Foel-fras (944 m / 3,097 ft) is a mountain in the Carneddau range, about 10 km east of Bethesda in North Wales. It lies on the border between the counties of Gwynedd and Conwy. With a summit elevation of 944 metres (3,097 feet), it is officially the eleventh-highest summit in Wales.
Foel-fras is located at the northern end of the main ridge of the Carneddau, between Drum to the north and Foel Grach to the south with the subsidiary summit of Garnedd Uchaf (925 m / 3,034 ft) between it and Foel Grach. Due south and 400 m below lies the reservoir of Llyn Dulyn, while the smaller reservoir of Llyn Anafon lies to the north.

Because of its position, it is the first of the Welsh 3000s reached when doing this walk from the northern end. It can be climbed by driving up the small road signposted "Aber Falls" in the village of Abergwyngregyn, passing the car park for the falls and continuing to a small car park at the end of the road. From there it is possible to take the track bearing left, later turning right to the summit of Drum and continuing along the ridge, or to take the track leading straight on to Llyn Anafon and then climbing up to the ridge between Drum and Foel Fras.

An alternate route up the mountain is to start at the Western end of the Bwlch-y-Ddeufaen pass and take the steep track up the side of Drosgyl, following the fence line all the way to where the ground levels off.
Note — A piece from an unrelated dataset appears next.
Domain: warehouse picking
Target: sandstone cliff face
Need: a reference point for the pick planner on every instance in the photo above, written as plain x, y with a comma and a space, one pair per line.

Here the views open up and the fence changes direction, running off at almost a right angle to the Southeast (left). From here, follow a small track Southwest until it intersects the larger track previously mentioned - marked by a small quartz-peppered cairn - which will lead you to Drum. From Drum the walk to the summit of Foel Fras is simply parallel to the fence line, which changes into a dry stone wall as you are nearing the summit. Car parking is available at the Eastern end of the pass.

The summit plateau has some ornithological interest in that it is one of the best places in Wales to observe dotterel on their spring and less frequent autumn migration.

Foel Fras can also be reached from Llanfairfechan, an equally beautiful route as that from Aber Falls. Follow the road up through the village of Llanfairfechan until Terrace Walk, take the path from Terrace Walk that takes you past Hengae Farm, then follow the path that can take you to the summit of Garreg Fawr, Drum, Foel Fras and more.

==Similarly-named hills==
There exist also Foel Fras (528.7 m) in central Wales, south of Machynlleth, and Foel-fras (586 m) in The Moelwyns, north east of Blaenau Ffestiniog.